Whistleblowing is the act of reporting or disclosing wrongdoing in the workplace. If someone is committing fraud or acting dishonestly at your workplace, a whistleblower act may protect you if you report it.
Thank you to attorney, Bertha Burruezo of Burruezo & Burruezo, PLLC for significant contribution to this article.
WHAT ARE YOUR RIGHTS?
Whistleblowers are protected against retaliation from an employer under the Whistleblower Protection Act of 1989. Reprisal acts include but are not limited to; poor performance review, demotion, suspension and termination.
The law also prohibits any adverse action against an employee for filing an appeal, complaint, or grievance; helping someone else file or testifying on their behalf; or cooperating with or disclosing information to the Office of Inspector General (OIG).
WHAT DO YOU NEED TO DO?
If you have been retaliated against for whistleblowing you should report your matter promptly with the appropriate agency.

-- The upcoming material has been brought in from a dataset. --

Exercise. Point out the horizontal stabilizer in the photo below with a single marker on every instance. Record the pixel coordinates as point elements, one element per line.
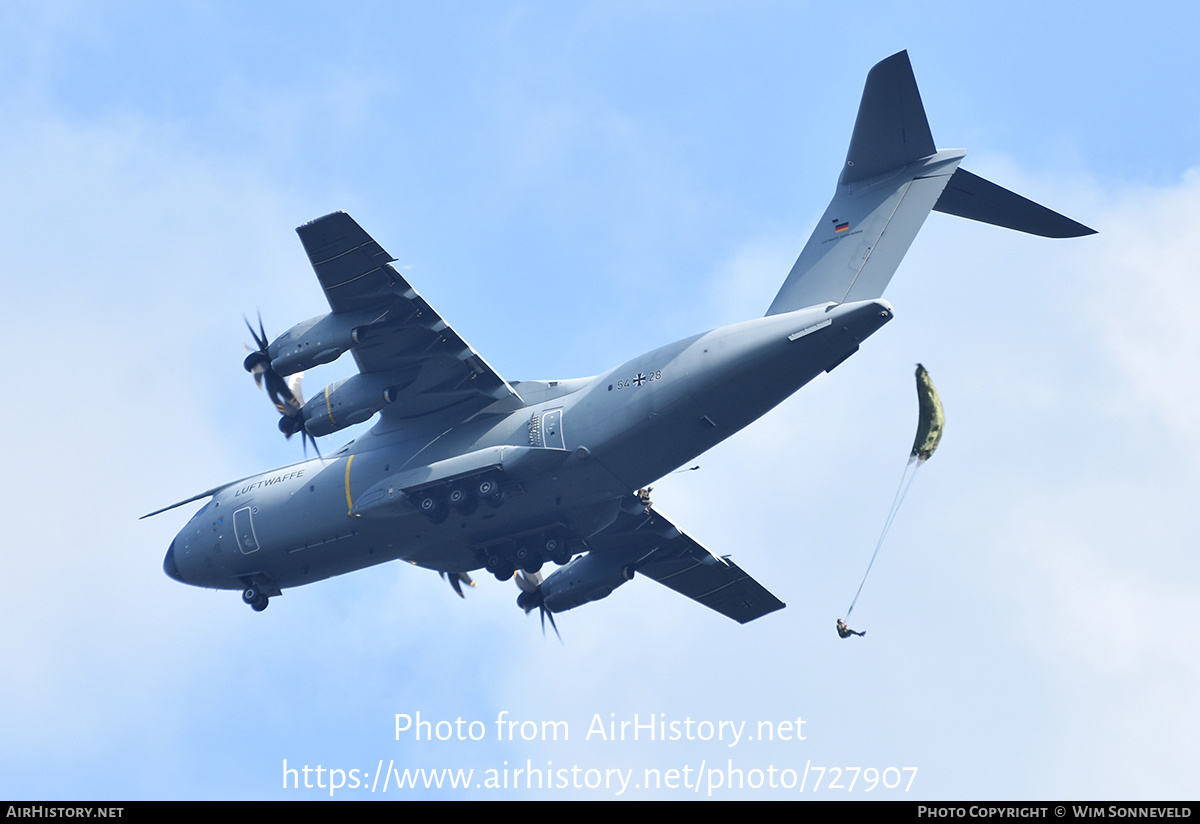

WHAT TO CONSIDER BEFORE TAKING ACTION?
There are numerous statutes with whistleblower protection provisions that can have complex interpretations. These statutes are specific to different scenarios and provide the length of time you have to bring forward a complaint, your rights and where to report your complaint. Therefore, it is crucial to consult with a lawyer to obtain proper guidance.
As previously mentioned, the statute of limitations will depend on the applicable state and federal laws for a specific situation, and in some cases, it can be only 30 days.